Commentary: “Mine Vaganti” (Loose Cannons)
/Italian romantic comedy/drama; 111 minutes
Ferzan Özpetek, Writer & Director
The Italians Are Coming … Out!
Commentary by Mountain Shadow Director John Bennison
"You’ll never be able to extinguish your love for Antonio. The earth can’t disown a tree.”
The Tuscan girl
Let’s see. They gave us the Maserati, the Lamborghini and Ferrari.
They gave us tortellini, fusilli, vermicelli, and at least six hundred more kinds of pasta.
They gave us Botticelli, Da Vinci and Ghiberti. They gave us Verdi, Rossini and Puccini.
In fact, I can scarcely think of anything ending in the letter ‘i’ that Italy didn’t give us. And that includes the Italian romantic comedy by the Turkish (!) filmmaker, Ferzan Özpetek, Mine Vaganti.
Basic plot: Tommaso is the younger son of the Cantones, a large, traditional Italian family operating a pasta-making business.
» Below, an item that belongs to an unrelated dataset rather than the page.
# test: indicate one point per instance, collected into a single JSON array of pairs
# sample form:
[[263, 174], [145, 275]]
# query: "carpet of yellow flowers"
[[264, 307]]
On a trip home from Rome, where he studies literature and lives with his boyfriend, Tommaso resolves to tell his parents the truth about himself. But when he’s finally ready to come out, his older brother Antonio ruins his plans with a confession of his own.
Some viewers might see the characters more as stereotypical caricatures with what -- on the surface -- seems a well-worn theme; in which case, the multiple sub-plots might seem somewhat tedious. But this ain’t Utah, and there are more loose cannons than just some campy queen scenes in Mine Vaganti.
Complexity in a film can offer both a challenge and opportunity for the viewer. When there are multiple, simultaneous plots – intermingled with flashbacks from the past – it can either become a rich tapestry or unravel in a confusing juxtaposition of messages.
There are multiple messages in Mine Vaganti to sift through, and some are poignantly conveyed.
There is the biting critique of the hypocritical social morés and local customs of provincial life, along with the worrisome preoccupation over gossip and scandal, pretense and appearances that are almost enough to do in the patriarch; who nonetheless openly enjoys the pleasures of his mistress.
There is the spinster aunt who represents the common human longing in us all to be desired and desirable.
There is the wise grandmother, who suffers through her many seasons with the eternal hope those with fewer years than she will one day come to learn what she can only bequeath – as the once beautiful Tuscan girl – her post-mortem soliloquy in the end: “Life isn’t worth living if you live without the pleasures of life.”
But from the beginning it’s not just a film about the wide variety of sexual expression of which human beings are capable. Indeed they probably exceed the varieties of pasta the Italians have been able to conjure up for us. Rather, in the end, it is about the depth of affection those representative characters might actually bear one another.
It’s about all the different kinds of ways humans seek to love one another. It’s about unrequited love, spurned and rejected love, a hunger for love that comes like a thief in the night. It’s about jealousy and betrayal, and those mysterious attractions that are more than curiosity, or even fleeting passion. And finally there’s the ease with which intimacy can rouse within one so naturally and irrepressibly that the sweet memory of it alone can be a feast, even unto death.
Mine Vaganti is a contemporary variation on the ancient tale of the prodigal journey and homecoming. The child leaves home, either by their own choosing, or gets kicked out and disowned. But home is all about that place you can return, and they won’t kick you out. So the son returns to await how the father will respond. No matter the outcome, it is always touching.
With that notion comes a suggestion to the viewer with regards to this film: Hang in there to reach the end of the last scene; to see how it resolves itself, and then flows along into the surreal visual epilogue, where past and present merge one final time to leave you with those questions worth digging deeper to explore. jb
Tommaso is the youngest son of the Cantones, a large, traditional southern Italian family operating a pasta-making business since the 1960s. On a trip home from Rome, where he studies literature and lives with his boyfriend, Tommaso decides to tell his parents the truth about himself. But when he is finally ready to come out in front of the entire family, his older brother Antonio ruins his plans.